Sure sounds like a Delta. Some Delta, you can remove the plastic threaded part and have it remain on the copper. Here's what an (rather old) Delta tub faucet looks like












And usually it threads onto this












Now, some Delta (mine is this way) I can remove the plastic threaded piece and have it remain on the pipe which it sounds like happened in your case. You should be able to gently unscrew the plastic piece from the copper and have a picture like above. That being the case, bring it to a plumbing supply house they should be able to hook you up.
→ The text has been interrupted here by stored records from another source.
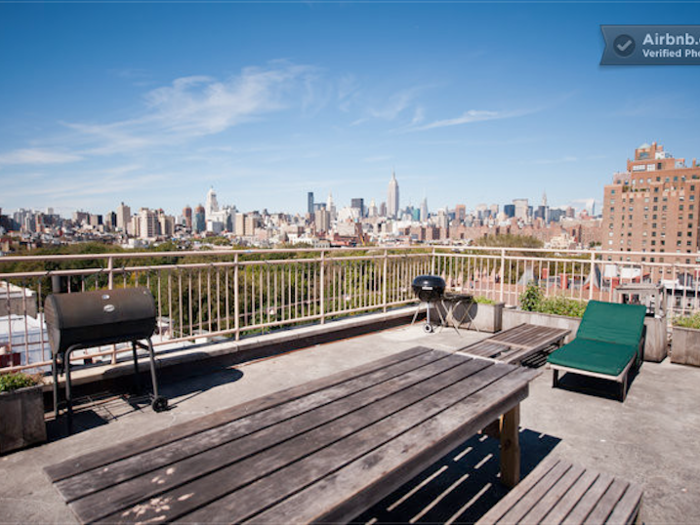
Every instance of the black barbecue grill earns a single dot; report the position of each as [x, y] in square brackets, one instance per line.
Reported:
[430, 290]
[83, 320]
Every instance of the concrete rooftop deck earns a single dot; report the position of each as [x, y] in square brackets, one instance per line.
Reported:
[651, 439]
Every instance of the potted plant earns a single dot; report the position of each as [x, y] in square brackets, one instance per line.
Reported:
[21, 411]
[685, 340]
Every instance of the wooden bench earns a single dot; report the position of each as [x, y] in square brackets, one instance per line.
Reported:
[558, 491]
[518, 343]
[323, 451]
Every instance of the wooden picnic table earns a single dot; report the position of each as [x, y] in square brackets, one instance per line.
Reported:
[323, 451]
[518, 343]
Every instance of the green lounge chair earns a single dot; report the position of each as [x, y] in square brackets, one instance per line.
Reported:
[608, 343]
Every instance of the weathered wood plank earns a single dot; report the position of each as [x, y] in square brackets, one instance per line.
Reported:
[629, 506]
[517, 343]
[514, 496]
[258, 454]
[373, 385]
[510, 447]
[585, 504]
[108, 455]
[402, 408]
[571, 497]
[539, 512]
[375, 475]
[526, 505]
[606, 504]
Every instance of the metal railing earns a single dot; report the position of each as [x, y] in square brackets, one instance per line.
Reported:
[233, 294]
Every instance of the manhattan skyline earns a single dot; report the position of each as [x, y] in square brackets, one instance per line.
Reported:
[151, 104]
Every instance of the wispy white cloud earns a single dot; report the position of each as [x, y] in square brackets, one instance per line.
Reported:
[37, 157]
[471, 116]
[394, 106]
[197, 106]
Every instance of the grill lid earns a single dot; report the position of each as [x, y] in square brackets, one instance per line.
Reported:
[428, 287]
[98, 318]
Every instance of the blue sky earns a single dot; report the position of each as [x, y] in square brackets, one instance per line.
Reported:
[153, 103]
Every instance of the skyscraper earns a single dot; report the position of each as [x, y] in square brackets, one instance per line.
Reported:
[359, 204]
[187, 214]
[123, 217]
[310, 203]
[653, 205]
[200, 221]
[392, 207]
[212, 204]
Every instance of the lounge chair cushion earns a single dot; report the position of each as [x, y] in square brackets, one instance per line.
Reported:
[620, 324]
[594, 356]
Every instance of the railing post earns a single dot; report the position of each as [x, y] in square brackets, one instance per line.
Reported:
[591, 278]
[236, 293]
[110, 273]
[323, 286]
[503, 274]
[385, 279]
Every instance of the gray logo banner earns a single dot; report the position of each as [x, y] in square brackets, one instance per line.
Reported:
[652, 45]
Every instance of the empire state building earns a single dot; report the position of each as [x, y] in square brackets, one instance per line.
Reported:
[392, 206]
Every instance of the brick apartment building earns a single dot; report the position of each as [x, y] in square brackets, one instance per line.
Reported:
[653, 207]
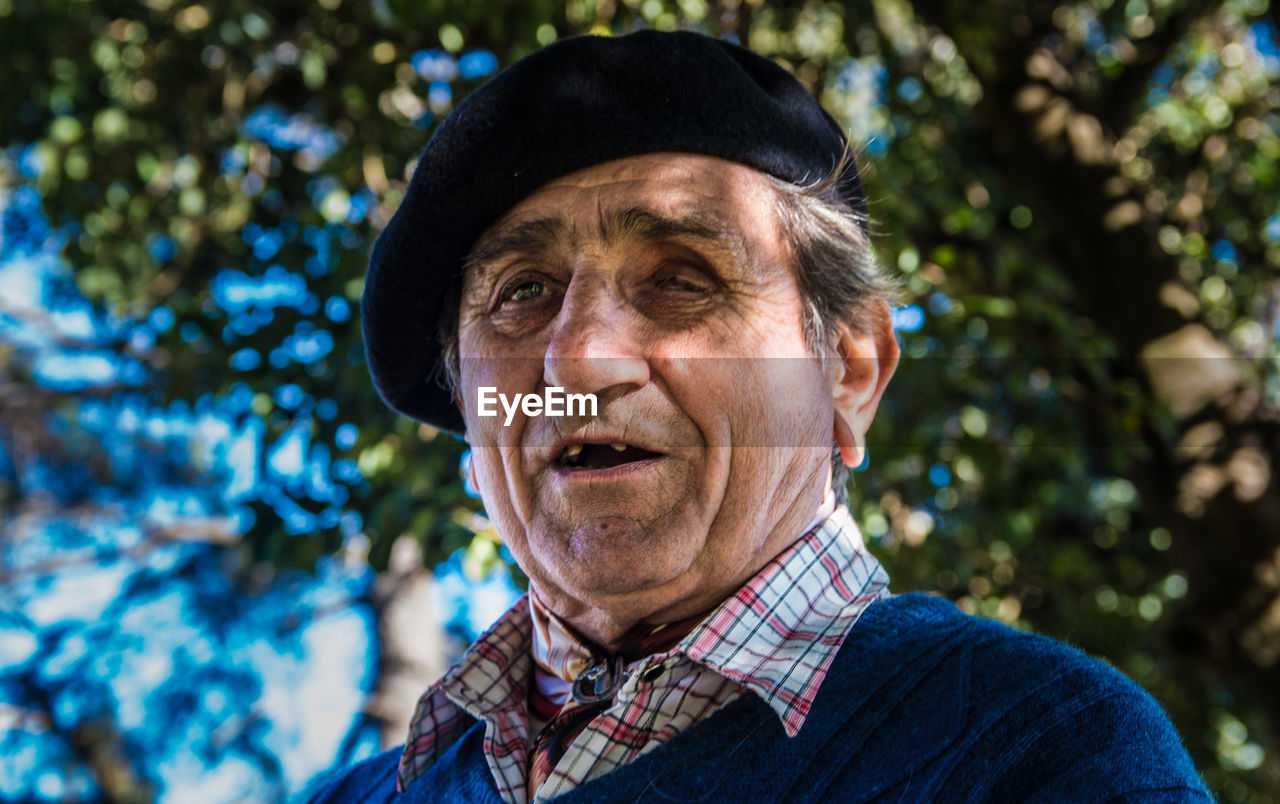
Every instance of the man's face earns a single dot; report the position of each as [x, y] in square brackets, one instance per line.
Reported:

Delta has had the above for a while.


----------



## cspirit (Dec 1, 2008)

ah thanks Piedmont- ill go this W/e to a real plumbing shop. you are right- the plastic sleeve does remain on the pipe after i remove the spout. ill let you know - similar yes - i sure appreciate your fast and informative reply- sincerely christine


----------



## cspirit (Dec 1, 2008)

*more problem with bathtub spout replacement*

Okay - I took a picture of the spout and of the "inner workings" of the spout to the plumbing store. They said they had never seen this --wow. now i know i am in trouble. Anyway , it took 5 minutes of explaining that the "slip on" spout would not work because there are threads on the pipe coming from the wall-. SO, the only explanation they could give me ( actually, it was a man who on his day off who took the time to explain to me)- that i could take off the pipe - twist off carefully- and replace with shorter one and then use a standard spout. Does anyone know or has anyone seen a spout like this ?- is it a DELTA and where i might find one? The pull handle to turn on water is a MOEN, but that probably does not mean much/ otherwise ill have to take off the other pipe- tricky, as i dont want to break the tile (not alot of turning or torque room and i dont have a large wrench) But it will be last resort if i just cant replace this one- thanks all- oh house built 1977


----------



## cgw973 (Mar 18, 2011)

*tub faucet*

I have a tub faucet just like the one you talked about in posting of 2008 (?)
what did you finally do.. ever find a new one like it, was it a Delta?


----------